When the camera did catch a reaction from Dhoni, it was when the game was done and dusted, as GT needed 31 off eight with one wicket in hand, and Tushar Deshpande tried to bluff Mohammed Shami looking for a wicket. He let out a long "kyuuuuuun" [whyyyyyyy] and showed Deshpande the number of fielders on the off side when he bowled at Shami's pads.

In the same vein, Dhoni said in the post-match presentation that he has told his fielders that dropping a catch won't draw a reaction from him but not looking at him all the time - he is a fastidious captain who keeps moving his fielders a couple of feet this way or that often - will not be good for them.

The process matters, the results don't: it sounds good to hear, but in a playoff, when the match is slipping away, when you are aware of what the dew did to your bowlers in the last match at the same venue, there aren't many leaders other than Dhoni and Fleming who still manage to believe that the team making fewer mistakes wins more often than not.

On the night, Hardik Pandya said their side made more "basic errors". Despite being the best side in the tournament, they were doing all the running: bringing in a player for the first time this IPL, disrupting the batting order that won them the last match without a straightforward reason. Pandya also said they gave up two-three slot balls too many, which was the difference between the two sides.

This isn't to vindicate not improvising. CSK and India under Dhoni have lost matches in the past when they perhaps would have been better off improvising, but CSK are happy to live with those days when the other side wins despite making more errors in a format of cricket that depends heavily on luck. They are happy with 160 and competing rather than going for 180 and risking being bowled out for 140.

The luck was on CSK's side. Only the second front-foot no-ball by Gujarat Titans turned out to be the one that got Ruturaj Gaikwad's wicket, who went on to become the Player of the Match. CSK scored 14 extra runs because of that according to ESPNcricinfo's Luck Index; they won by 15.

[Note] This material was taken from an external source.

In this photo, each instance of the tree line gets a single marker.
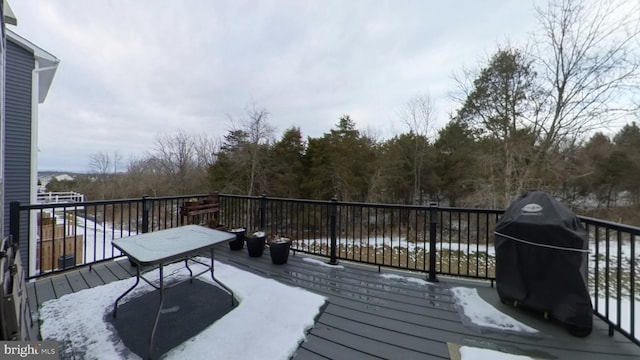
(530, 117)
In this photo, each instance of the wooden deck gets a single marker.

More importantly, the dew arrived later than the other night and offered them a 45-minute period between the powerplay and the death where Jadeja and Maheesh Theekshana were able to turn the ball at high speed. At such times, the combination of Dhoni and Jadeja is irresistible, and Theekshana is quickly joining the club.

Even when a mistake was inevitable, Dhoni had the presence of mind to choose the smaller one. We don't know what the fitness issue was, but Matheesha Pathirana was off the field for some time after his first over. At the time the 16th over was starting, he still had not served enough time on the field to be able to start his second over. Had he not bowled Pathirana then, Dhoni would have had to do without four overs from his main weapon at the death.

Between having to miss out on one Pathirana over and instead bowling a bowler who is cold, and having an extra fielder in the circle for one over, Dhoni picked the obvious lesser evil. He let the clock run until the umpires said Pathirana had served his time, and went ahead without fuss. This was Dhoni's captaincy version of what he tells his bowlers: if you bowl a bad over, make sure it is 13-14-run bad and not 20-run bad.

In an endearing post-match interview, Dhoni was asked if he has reached a stage where he can call the 10th IPL final in 14 attempts just another final. Already a little emotional from the generous reaction from the crowd, Dhoni said that in a tournament as big as IPL there can never be "just another final". Who knows it could even be the last match he plays for CSK. For four hours on Sunday then, can he and Fleming pretend the results don't matter and the process does?